Après avoir présenté fin octobre ses résultats financiers, le fournisseur de services d'hébergement et cloud roubaisien OVH dévoile la roadmap pour les années à venir. Les géants du cloud sont aujourd'hui américains - Amazon, Google, Microsoft, pour ne citer qu'eux - et Octave Klaba, fondateur d'OVH, le sait bien : « Il faut aller vers de vraies solutions pour se mesurer aux Etats-Unis et aux cloud américains ». En ce sens, la firme veut se démarquer et met le paquet sur les questions de transparence, souveraineté et durabilité dans toutes ses activités. Lors d'une conférence de presse dédiée à la stratégie de l'entreprise, Octave Klaba a tenu à rappeler que la durabilité est inhérente au développement de l'entreprise depuis 2002. Après plus de 20 ans d'expérience dans la conception de systèmes de refroidissement liquide pour les serveurs, cet acteur européen du cloud estime être aguerri sur la question.

Michel Paulin, directeur général d'OVHcloud, n'hésite pas à s'appuyer sur quelques chiffres pour mettre en confiance. Le PUE (« power usage effectiveness » soit l'indicateur d'efficacité énergétique) est ainsi compris entre 1,1 et 1,3 contre une moyenne de 1,57 dans l'industrie. Pour rappel, la firme possède à ce jour 33 datacenters répartis dans 12 zones différentes et 8 pays. Sur la question de l'efficacité de l'utilisation de l'eau dans ses centres de données (communément appelé WUE - water usage effectiveness), l'acteur roubaisien annonce un WUE à 0,26 l/kWh contre une moyenne de 1,8 l/kWh sur l'ensemble de l'industrie. Elle propose ainsi une approche qu'elle qualifie d'unique.

Sur le long chemin du développement durable

Également présente à la conférence de presse, Yona Brawerman, chief strategy and corporate social responsibility officer au sein d'OVH, a retracé le parcours de l'entreprise sur la voie de la durabilité. En 2002, les serveurs d'OVH sont construits en interne pour optimiser l'espace et contrôler l'ensemble de la chaîne de valeur. Un an plus tard, le premier système de refroidissement par eau pour réduire les besoins en énergie fait son apparition. En 2006, l'entreprise présente la première salle de serveurs sans climatisation. Trois ans plus tard, elle annonce une modernisation de ses serveurs pour améliorer la durée de vie des composants. 2011 marque ensuite la deuxième génération de système de refroidissement par eau et le datacenter de Roubaix est annoncé comme étant le site d'OVH avec le meilleur PUE. 2019 voit ensuite arriver la troisième génération de watercooling.

Plus récemment, en 2020, l'entreprise annonce avoir un rack entièrement modulable (watercooling, alimentation, réseau électrique). Enfin, elle a annoncé cette année un autre système de refroidissement liquide hybride par immersion « tirant parti du meilleur des deux mondes pour refroidir efficacement les baies de calcul à haute puissance avec des PPUE et WUE extrêmement bas ». Pour confirmer sa volonté de s'engager pleinement en faveur du développement durable, OVH insiste sur ses différents engagements pris. Sont ainsi citées l'utilisation de 100 % d'énergie bas carbone d'ici 2025 - dans trois ans donc - et la contribution au « net zero » planétaire en s'appuyant sur ses scopes 1 (émissions directes) et 2 (émissions indirectes). Ces deux catégories représentent à elles seules respectivement 2 % et 34 % de l'empreinte carbone de l'entreprise.

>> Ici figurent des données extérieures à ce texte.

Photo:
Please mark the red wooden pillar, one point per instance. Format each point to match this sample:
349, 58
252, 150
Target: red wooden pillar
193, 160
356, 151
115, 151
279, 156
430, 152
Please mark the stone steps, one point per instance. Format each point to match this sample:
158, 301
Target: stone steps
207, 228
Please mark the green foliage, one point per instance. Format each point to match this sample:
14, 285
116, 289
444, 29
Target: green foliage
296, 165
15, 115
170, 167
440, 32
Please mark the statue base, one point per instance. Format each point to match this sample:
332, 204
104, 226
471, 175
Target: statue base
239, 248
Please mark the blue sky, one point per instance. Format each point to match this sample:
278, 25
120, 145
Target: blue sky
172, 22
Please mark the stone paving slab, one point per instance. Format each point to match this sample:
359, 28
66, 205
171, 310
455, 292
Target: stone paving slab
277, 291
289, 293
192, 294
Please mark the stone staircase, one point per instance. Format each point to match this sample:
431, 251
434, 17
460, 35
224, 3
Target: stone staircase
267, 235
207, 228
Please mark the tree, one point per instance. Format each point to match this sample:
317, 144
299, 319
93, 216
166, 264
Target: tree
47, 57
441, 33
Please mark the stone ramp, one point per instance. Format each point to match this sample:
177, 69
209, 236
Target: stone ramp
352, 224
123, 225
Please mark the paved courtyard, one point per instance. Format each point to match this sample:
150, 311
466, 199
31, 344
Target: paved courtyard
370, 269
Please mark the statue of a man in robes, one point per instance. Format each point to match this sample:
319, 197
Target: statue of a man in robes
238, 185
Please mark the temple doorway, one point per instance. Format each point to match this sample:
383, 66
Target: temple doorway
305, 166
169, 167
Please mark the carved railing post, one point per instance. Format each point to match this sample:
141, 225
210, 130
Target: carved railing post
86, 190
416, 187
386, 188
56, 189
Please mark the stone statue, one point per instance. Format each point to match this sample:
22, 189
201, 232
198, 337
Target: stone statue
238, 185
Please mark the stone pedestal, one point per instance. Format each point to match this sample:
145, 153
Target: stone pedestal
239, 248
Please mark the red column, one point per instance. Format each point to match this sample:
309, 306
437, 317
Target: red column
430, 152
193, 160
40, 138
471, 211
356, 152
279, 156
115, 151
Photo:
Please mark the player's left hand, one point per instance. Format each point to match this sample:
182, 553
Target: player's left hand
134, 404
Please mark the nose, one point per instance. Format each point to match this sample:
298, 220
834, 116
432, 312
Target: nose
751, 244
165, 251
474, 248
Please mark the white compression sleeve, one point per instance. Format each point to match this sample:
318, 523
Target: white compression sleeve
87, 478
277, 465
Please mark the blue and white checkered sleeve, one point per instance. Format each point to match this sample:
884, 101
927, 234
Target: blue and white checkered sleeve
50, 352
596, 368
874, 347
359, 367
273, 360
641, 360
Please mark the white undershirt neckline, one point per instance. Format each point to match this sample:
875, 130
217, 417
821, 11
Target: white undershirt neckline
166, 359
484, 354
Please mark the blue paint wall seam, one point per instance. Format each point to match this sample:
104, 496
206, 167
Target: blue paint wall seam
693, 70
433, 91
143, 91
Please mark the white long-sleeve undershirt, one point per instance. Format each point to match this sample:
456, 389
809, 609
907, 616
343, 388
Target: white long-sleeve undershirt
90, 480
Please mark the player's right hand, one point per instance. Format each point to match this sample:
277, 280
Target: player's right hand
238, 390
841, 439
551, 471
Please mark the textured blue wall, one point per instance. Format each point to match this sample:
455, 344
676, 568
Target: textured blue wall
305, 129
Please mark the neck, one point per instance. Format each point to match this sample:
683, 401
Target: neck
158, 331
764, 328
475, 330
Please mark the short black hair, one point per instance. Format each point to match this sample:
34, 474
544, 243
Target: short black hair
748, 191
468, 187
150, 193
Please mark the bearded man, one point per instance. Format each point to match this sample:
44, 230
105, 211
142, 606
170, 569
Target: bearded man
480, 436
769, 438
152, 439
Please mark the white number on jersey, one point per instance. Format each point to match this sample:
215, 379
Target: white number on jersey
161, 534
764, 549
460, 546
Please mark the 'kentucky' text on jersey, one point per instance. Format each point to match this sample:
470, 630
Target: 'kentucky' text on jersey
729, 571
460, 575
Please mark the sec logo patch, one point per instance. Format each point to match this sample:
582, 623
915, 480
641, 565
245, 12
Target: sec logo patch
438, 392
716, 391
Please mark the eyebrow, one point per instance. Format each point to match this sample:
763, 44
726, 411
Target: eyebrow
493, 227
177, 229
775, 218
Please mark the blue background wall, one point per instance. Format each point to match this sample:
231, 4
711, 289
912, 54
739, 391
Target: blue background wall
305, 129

Dans les mois à venir, l'entreprise roubaisienne veut également proposer une calculatrice carbone directement depuis sa plateforme pour « permettre à ses clients de comprendre le détail de leur empreinte carbone informatique liée au cloud » indique-t-elle. A l'heure de la COP27, reste à savoir si les engagements formulés par OVH seront bel et bien respectés et si cela suffira à faire la différence pour les clients actuels et prospects.